I’m going places. To the mountains, to the desert. To the past. While seated. While unseated. I think so, anyway. Have you heard of bit rot? The notion that the digital world is always molding, rotting, having mushrooms grow inside of it continuously? An almost biological decay factor that has applied to human thought and things written down on paper as well. My memory feels digital and it feels as though it is a Geocities website from the year 1998 with only some of the text still able to be displayed. I’m not concerned about this, but I feel concern sometimes when I forget something important, like the idea that I’m not to be concerned about such a thing as forgetting. It’s very important to remember. A heritage, a genealogy, a family, all things forgotten. It seems the reason to absorb zeal as phytoremediation happens: strong chemicals come in, marsh grass comes up. But if I can just phyto without the remediation, that would be just fine. So I’ll chug this coffee against the backdrop of this music a little slower.
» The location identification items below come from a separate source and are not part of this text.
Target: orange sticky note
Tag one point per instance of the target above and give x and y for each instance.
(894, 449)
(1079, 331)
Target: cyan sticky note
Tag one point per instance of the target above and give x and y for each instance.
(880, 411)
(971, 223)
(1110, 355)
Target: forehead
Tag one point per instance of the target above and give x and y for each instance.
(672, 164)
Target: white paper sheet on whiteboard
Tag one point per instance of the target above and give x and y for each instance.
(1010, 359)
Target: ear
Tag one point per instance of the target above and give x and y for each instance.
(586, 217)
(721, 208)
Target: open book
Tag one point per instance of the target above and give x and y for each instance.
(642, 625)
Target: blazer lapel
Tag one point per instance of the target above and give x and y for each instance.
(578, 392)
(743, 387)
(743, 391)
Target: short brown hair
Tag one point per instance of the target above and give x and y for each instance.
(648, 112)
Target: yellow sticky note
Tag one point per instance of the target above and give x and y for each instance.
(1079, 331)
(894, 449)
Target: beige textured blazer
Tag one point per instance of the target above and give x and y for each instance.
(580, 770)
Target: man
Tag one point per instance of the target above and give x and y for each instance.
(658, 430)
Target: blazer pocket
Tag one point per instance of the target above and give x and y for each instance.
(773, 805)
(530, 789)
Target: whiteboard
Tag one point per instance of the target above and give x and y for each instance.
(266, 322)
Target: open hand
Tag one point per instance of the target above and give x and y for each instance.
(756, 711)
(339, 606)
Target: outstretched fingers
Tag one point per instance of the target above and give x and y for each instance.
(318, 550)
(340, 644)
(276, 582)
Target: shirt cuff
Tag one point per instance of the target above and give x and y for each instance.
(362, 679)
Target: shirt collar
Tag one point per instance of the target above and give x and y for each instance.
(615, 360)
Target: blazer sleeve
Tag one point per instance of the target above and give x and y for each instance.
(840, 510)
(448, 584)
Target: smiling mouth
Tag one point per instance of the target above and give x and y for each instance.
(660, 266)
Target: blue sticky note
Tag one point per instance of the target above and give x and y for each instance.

I often wonder, is it better to be Zorba or the Englishman? To have already lived fully, zealously, full of passion and to continue to do so even when the lignite mine project on Crete falls apart. Or to skeptically, managerially, move along and always second guess. I expect Zorba would reject the dichotomy as foolish overthinking and the Englishman would feel it were under-wrought. The question about “better” is a ranking, numbers, valuation question. That’s a mistake, perhaps. But it’s hard to say for sure. That’s why I don’t have an Ray Dalio-style principles written down. Just because you make a billion dollars a few times with gambling on what might happen, doesn’t mean I’m going to sit next to your craps table and take notes about the whiskey you’re drinking, about the number of seconds that you blow on the dice. So my principles: remain semiprincipled, in a vague way. Stay in the mud with Zhuangzi and the turtle. Read Camus and not worry too much about whether the doctor in The Plague is a hero or a miserable man. Write and write and write, but worry very little about whether I’m saying anything (I’m typing, not dictating).
It seems to be. A potent phrase. Better than the Hamlettian dichotomy, but not as good as Rosencrantz and Guildenstern-style wit-comedy-confusion. That’s how I’d like to live, in constant banter in between sips of coffee.